Et si la prudence reste encore de mise, selon toute vraisemblance des caméras pourraient commencer à scruter les rues de la ville dans moins d'un an.
Peut-être même dès l'été prochain.
C'est du moins l'échéance possible évoquée à ce jour, dans les couloirs de l'hôtel de ville.
Combien de caméras seraient disséminées dans Narbonne ?
La municipalité privilégierait, pour l'heure, une option de 10 à 15 caméras.
Sites concernés : le centre-ville, en premier lieu, et les quartiers ou zones dites sensibles, comme par exemple, les abords du centre commercial Razimbaud.
Une discussion a, d'ailleurs, été engagée à l'échelle de l'Aude, avec les chambres de commerce, pour sécuriser davantage certaines zones d'activités.
« Mais la réflexion porte sur toute l'agglomération de Narbonne et plus particulièrement sur certains points névralgiques, les quartiers où on constate un certain nombre de faits de
délinquance » , confirme le procureur de la République, Bertrand Baboulenne.
La montée en puissance de la vidéoprotection, impulsée par l'État et ses représentants audois, en commençant par Anne-Marie Charvet et Gérard Dubois, ne s'est pas heurtée à un veto municipal.
Jacques Bascou avait annoncé la couleur pendant sa campagne électorale.
Il le confirme aujourd'hui : « Je ne suis pas contre. Je ne vois pas ça comme la solution face à la délinquance, mais comme un outil supplémentaire pour y faire face. En complémentarité,
notamment, avec le travail de la police municipale, dont j'augmente les effectifs à raison de trois embauches par an, pour qu'elle puisse également tisser des liens avec la population. Je pense,
effectivement, que la vidéoprotection peut avoir un effet dissuasif » .
Effet dissuasif, qui pourrait faire des émules.
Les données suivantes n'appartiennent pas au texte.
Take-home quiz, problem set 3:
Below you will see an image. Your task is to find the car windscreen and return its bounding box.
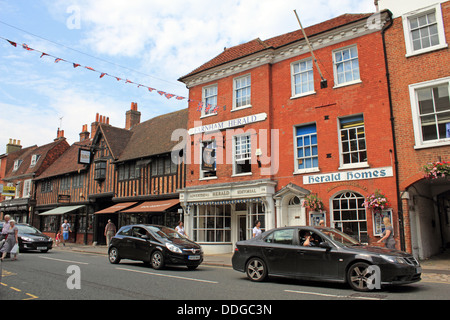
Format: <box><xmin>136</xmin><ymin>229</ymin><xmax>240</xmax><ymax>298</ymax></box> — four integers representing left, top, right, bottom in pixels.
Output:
<box><xmin>321</xmin><ymin>228</ymin><xmax>360</xmax><ymax>246</ymax></box>
<box><xmin>16</xmin><ymin>224</ymin><xmax>41</xmax><ymax>234</ymax></box>
<box><xmin>147</xmin><ymin>226</ymin><xmax>184</xmax><ymax>239</ymax></box>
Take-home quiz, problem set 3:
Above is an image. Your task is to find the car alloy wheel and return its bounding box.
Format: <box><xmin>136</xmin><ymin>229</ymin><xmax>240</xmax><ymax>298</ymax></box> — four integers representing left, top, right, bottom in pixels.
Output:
<box><xmin>151</xmin><ymin>251</ymin><xmax>164</xmax><ymax>270</ymax></box>
<box><xmin>109</xmin><ymin>247</ymin><xmax>120</xmax><ymax>264</ymax></box>
<box><xmin>347</xmin><ymin>262</ymin><xmax>373</xmax><ymax>291</ymax></box>
<box><xmin>246</xmin><ymin>258</ymin><xmax>267</xmax><ymax>281</ymax></box>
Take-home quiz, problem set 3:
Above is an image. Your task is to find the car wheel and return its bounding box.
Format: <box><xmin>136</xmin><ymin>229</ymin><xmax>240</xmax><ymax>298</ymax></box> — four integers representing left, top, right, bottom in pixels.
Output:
<box><xmin>245</xmin><ymin>258</ymin><xmax>267</xmax><ymax>282</ymax></box>
<box><xmin>150</xmin><ymin>250</ymin><xmax>164</xmax><ymax>270</ymax></box>
<box><xmin>347</xmin><ymin>262</ymin><xmax>374</xmax><ymax>291</ymax></box>
<box><xmin>109</xmin><ymin>247</ymin><xmax>120</xmax><ymax>264</ymax></box>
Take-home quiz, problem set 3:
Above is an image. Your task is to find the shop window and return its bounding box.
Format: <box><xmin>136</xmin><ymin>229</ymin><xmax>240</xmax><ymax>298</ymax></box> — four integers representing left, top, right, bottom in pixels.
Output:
<box><xmin>332</xmin><ymin>191</ymin><xmax>369</xmax><ymax>243</ymax></box>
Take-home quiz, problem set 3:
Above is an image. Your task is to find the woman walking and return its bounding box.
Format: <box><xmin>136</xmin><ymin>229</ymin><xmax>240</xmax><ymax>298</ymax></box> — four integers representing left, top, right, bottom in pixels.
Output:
<box><xmin>0</xmin><ymin>220</ymin><xmax>19</xmax><ymax>261</ymax></box>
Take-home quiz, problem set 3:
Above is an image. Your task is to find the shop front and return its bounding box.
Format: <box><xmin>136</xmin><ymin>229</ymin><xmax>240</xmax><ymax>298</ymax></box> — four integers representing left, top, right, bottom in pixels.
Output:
<box><xmin>180</xmin><ymin>179</ymin><xmax>276</xmax><ymax>254</ymax></box>
<box><xmin>37</xmin><ymin>205</ymin><xmax>93</xmax><ymax>244</ymax></box>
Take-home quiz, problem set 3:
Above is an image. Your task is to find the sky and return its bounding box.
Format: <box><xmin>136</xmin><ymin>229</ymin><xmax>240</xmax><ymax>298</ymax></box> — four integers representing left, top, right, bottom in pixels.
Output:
<box><xmin>0</xmin><ymin>0</ymin><xmax>436</xmax><ymax>154</ymax></box>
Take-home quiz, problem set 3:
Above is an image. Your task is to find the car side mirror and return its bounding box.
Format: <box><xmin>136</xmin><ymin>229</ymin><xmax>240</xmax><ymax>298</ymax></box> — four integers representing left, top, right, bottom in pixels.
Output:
<box><xmin>319</xmin><ymin>242</ymin><xmax>331</xmax><ymax>251</ymax></box>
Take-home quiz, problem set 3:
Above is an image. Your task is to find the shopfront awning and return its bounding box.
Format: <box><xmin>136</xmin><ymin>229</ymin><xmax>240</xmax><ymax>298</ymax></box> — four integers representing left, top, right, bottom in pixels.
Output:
<box><xmin>121</xmin><ymin>199</ymin><xmax>180</xmax><ymax>213</ymax></box>
<box><xmin>39</xmin><ymin>205</ymin><xmax>84</xmax><ymax>216</ymax></box>
<box><xmin>95</xmin><ymin>202</ymin><xmax>137</xmax><ymax>214</ymax></box>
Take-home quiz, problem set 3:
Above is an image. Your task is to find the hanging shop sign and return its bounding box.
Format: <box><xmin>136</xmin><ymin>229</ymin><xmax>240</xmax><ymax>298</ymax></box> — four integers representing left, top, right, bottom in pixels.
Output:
<box><xmin>303</xmin><ymin>167</ymin><xmax>394</xmax><ymax>184</ymax></box>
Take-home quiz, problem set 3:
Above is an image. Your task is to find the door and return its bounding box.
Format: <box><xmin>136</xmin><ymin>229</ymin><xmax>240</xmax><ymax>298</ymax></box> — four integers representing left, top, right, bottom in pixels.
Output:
<box><xmin>130</xmin><ymin>227</ymin><xmax>150</xmax><ymax>260</ymax></box>
<box><xmin>262</xmin><ymin>228</ymin><xmax>299</xmax><ymax>275</ymax></box>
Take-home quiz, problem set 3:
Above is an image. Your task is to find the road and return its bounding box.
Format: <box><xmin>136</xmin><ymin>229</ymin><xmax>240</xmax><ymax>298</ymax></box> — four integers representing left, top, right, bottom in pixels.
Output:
<box><xmin>0</xmin><ymin>251</ymin><xmax>450</xmax><ymax>304</ymax></box>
La réflexion sur l'implantation de la vidéoprotection, engagée dans le cadre du Conseil intercommunal de sécurité et de prévention de la délinquance réactivé il y a moins d'un an, porte donc sur
l'ensemble des communes dans le Grand Narbonne.
Mais Cuxac, Gruissan, Fleury, Coursan et Vinassan seraient plus particulièrement concernées.
Après Leucate, qui compte déjà six caméras, Port-la-Nouvelle étudie déjà la mise en place de son propre projet.
Et les cités de Lézignan et Saint-Pierre-la-Mer ont été approchées par la préfecture.